Following the optimization conditions, chemical analysis for treated water was performed not only to study the efficiency of wastewater treatment, but also to detect the efficiency of MFC under study. The results showed that there was a decrease in both BOD5 and COD which reached 71.8% and 72.85% respectively for the summer sample. On the other hand, there was as a minimal decrease for these two parameters for the winter sample.
MFC performance relies on the electro-active microorganisms. In the present study, it was found that predominant microorganisms played a key role in electricity production. Hence, phylogenetic classification was performed based on sequences of 16S ribosomal RNA gene and was confirmed using Ribosomal Database Project (RDP) classifier for the most predominant strains in both summer and winter samples. Buttiauxella agrestis SW-1 was found to be the predominant strain in summer sample, it belongs to class Gamma proteobacteria and family Enterobacteriaceae while Shewanella oneidensis WW-1 was found to be the predominant strain in winter sample, this strain belongs to class Gamma proteobacteria and family Shewanellaceae.
Buttiauxella agrestis SW-1 is rod shape, facultative anaerobic, gram negative bacteria, motile by nanowires, length of cell is 3.061 μm and the width is 1.757 μm as detected by TEM. It is mesophilic bacteria incubated at 37ᴼC, pH 8.6 and sucrose was the suitable carbon/energy source. Shewanella oneidensis WW-1 is rod shape, facultative anaerobic, gram negative bacteria, motile, mesophilic bacteria incubated at 25ᴼC, pH 7.9 and glucose was the suitable carbon/energy. Potassium ferricyanide dissolved in 100 mM potassium phosphate buffer was found to be the suitable electron acceptors for both strains and was used in the cathode compartment.
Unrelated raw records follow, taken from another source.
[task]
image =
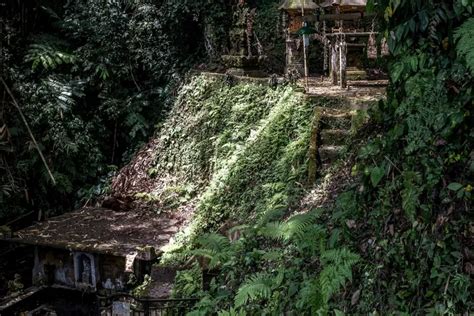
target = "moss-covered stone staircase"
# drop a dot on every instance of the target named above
(339, 117)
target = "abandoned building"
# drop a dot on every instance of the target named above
(95, 249)
(346, 33)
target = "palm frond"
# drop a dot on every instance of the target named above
(465, 42)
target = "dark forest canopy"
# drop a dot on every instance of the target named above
(95, 79)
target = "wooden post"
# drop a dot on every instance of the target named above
(325, 49)
(343, 63)
(334, 61)
(305, 57)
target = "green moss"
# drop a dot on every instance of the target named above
(243, 148)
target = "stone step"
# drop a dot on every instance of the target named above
(336, 120)
(334, 136)
(356, 74)
(330, 153)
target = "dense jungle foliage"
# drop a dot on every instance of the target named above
(399, 240)
(92, 79)
(95, 79)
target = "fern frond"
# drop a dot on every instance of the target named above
(275, 231)
(48, 56)
(65, 91)
(256, 287)
(214, 242)
(465, 42)
(297, 225)
(337, 270)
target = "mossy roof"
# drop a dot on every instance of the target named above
(99, 230)
(298, 5)
(351, 3)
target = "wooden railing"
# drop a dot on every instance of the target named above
(126, 304)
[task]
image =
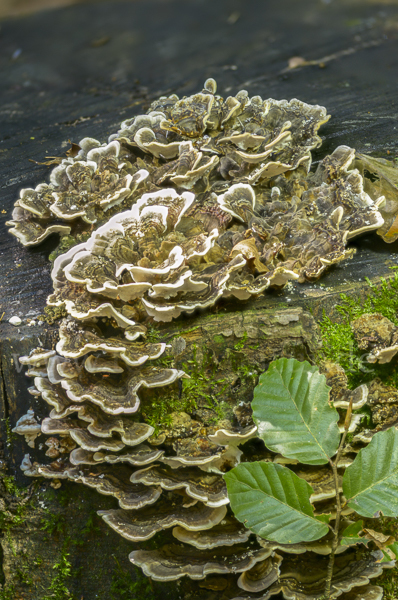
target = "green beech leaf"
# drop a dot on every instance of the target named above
(350, 535)
(292, 412)
(273, 502)
(370, 483)
(393, 548)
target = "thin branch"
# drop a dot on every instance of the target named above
(336, 537)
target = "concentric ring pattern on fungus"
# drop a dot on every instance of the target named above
(200, 199)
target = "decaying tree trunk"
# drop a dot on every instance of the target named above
(82, 81)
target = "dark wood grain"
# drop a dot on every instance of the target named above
(83, 69)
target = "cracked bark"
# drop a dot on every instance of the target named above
(79, 89)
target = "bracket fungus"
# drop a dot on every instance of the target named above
(200, 199)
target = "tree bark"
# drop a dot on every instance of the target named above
(81, 71)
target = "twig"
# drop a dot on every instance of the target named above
(336, 536)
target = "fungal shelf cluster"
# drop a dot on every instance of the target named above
(200, 199)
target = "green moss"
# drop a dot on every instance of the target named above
(53, 313)
(62, 569)
(129, 584)
(339, 344)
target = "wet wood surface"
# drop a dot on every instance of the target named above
(78, 72)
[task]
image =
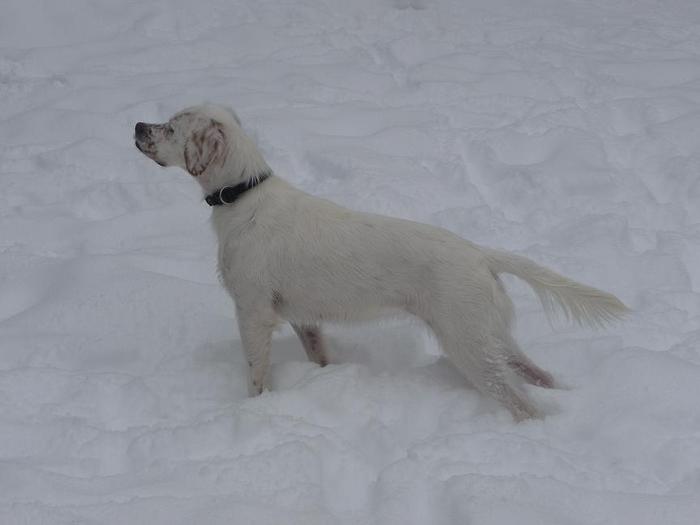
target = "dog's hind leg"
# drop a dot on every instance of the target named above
(530, 372)
(526, 369)
(484, 362)
(312, 340)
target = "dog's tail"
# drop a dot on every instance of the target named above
(579, 302)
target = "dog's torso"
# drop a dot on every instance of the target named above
(311, 260)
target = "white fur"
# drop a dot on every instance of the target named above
(287, 255)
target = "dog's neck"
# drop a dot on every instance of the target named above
(243, 164)
(227, 195)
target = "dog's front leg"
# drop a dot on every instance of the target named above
(256, 334)
(312, 340)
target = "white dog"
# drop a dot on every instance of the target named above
(286, 255)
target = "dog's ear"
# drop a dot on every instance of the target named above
(205, 148)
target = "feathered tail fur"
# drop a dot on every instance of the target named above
(581, 303)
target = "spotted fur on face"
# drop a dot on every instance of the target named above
(190, 140)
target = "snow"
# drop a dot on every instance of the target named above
(566, 131)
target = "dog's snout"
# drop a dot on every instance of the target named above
(141, 129)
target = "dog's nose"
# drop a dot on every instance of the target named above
(140, 129)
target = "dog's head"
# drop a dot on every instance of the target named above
(196, 139)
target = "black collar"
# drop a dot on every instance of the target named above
(229, 194)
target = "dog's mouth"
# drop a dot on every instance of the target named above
(148, 152)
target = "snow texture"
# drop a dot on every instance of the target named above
(565, 131)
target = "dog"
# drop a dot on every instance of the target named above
(285, 255)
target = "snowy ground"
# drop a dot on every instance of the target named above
(568, 131)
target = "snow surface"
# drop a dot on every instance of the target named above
(567, 131)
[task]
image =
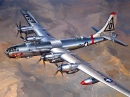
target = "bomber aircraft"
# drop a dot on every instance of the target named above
(37, 41)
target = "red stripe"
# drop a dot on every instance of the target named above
(92, 38)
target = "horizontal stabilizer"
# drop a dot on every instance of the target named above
(115, 40)
(95, 29)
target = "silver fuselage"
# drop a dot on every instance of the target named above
(34, 49)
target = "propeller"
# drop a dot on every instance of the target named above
(59, 69)
(19, 30)
(42, 58)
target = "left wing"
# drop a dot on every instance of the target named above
(36, 27)
(85, 67)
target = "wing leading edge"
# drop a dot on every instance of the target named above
(86, 68)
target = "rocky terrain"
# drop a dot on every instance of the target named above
(64, 19)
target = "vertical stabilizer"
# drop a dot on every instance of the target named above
(109, 27)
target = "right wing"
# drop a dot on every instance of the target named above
(36, 27)
(88, 69)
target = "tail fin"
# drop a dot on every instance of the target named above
(109, 27)
(108, 31)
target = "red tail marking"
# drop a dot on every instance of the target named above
(92, 38)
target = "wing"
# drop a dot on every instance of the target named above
(87, 68)
(37, 28)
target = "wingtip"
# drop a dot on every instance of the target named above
(113, 13)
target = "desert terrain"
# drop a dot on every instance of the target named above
(64, 19)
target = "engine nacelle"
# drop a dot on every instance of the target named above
(89, 81)
(33, 38)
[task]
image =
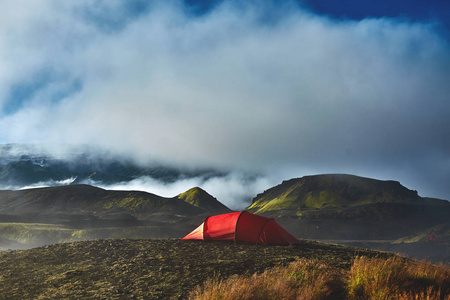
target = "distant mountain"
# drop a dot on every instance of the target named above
(25, 165)
(201, 199)
(40, 216)
(338, 206)
(85, 199)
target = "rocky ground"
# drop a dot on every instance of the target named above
(146, 269)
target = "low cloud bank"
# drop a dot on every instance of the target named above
(255, 86)
(235, 190)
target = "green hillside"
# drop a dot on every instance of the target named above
(332, 191)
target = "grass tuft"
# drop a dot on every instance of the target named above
(303, 279)
(369, 278)
(397, 278)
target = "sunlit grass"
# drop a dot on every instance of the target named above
(369, 278)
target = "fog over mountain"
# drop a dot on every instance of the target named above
(263, 87)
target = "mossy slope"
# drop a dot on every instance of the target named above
(201, 199)
(333, 191)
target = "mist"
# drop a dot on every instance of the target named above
(256, 87)
(235, 190)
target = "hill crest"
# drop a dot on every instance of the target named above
(334, 190)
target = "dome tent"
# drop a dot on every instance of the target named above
(242, 227)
Most researches are mainly focusing on the improvement of power generated from MFC rather than on a fundamental understanding of electron transfer processes. Hence, Electron transfer mechanisms were studied in order to detect the mechanism by which Buttiauxella agrestis SW-1 and Shewanella oneidensis WW-1 transfer electrons to anodic electrode. The results showed that Buttiauxella agrestis SW-1 follows different mechanisms to transfer electrons the first one is through direct transfer ( c-type cytochrome located in the outer membrane of the bacterial cell) which studied by SDS-PAGE techniques, formation of biofilm which studied by CRA and SEM and conductive pili (nanowires) which studied by TEM). The second one is through electron exogenic redox mediators (neutral red). While Shewanella oneidensis WW-1 used (c-type cytochrome) located in outer membrane to transfer electrons.
However, any MFC containing proton exchange membrane faces problem of membrane biofouling, several experiments were carried out to detect PEM biofouling the obtained results showed minimal surface bound proteins, exopolysaccarides and bacterial growth of PEM concluded that there is no biofouling occurred in the used PEM.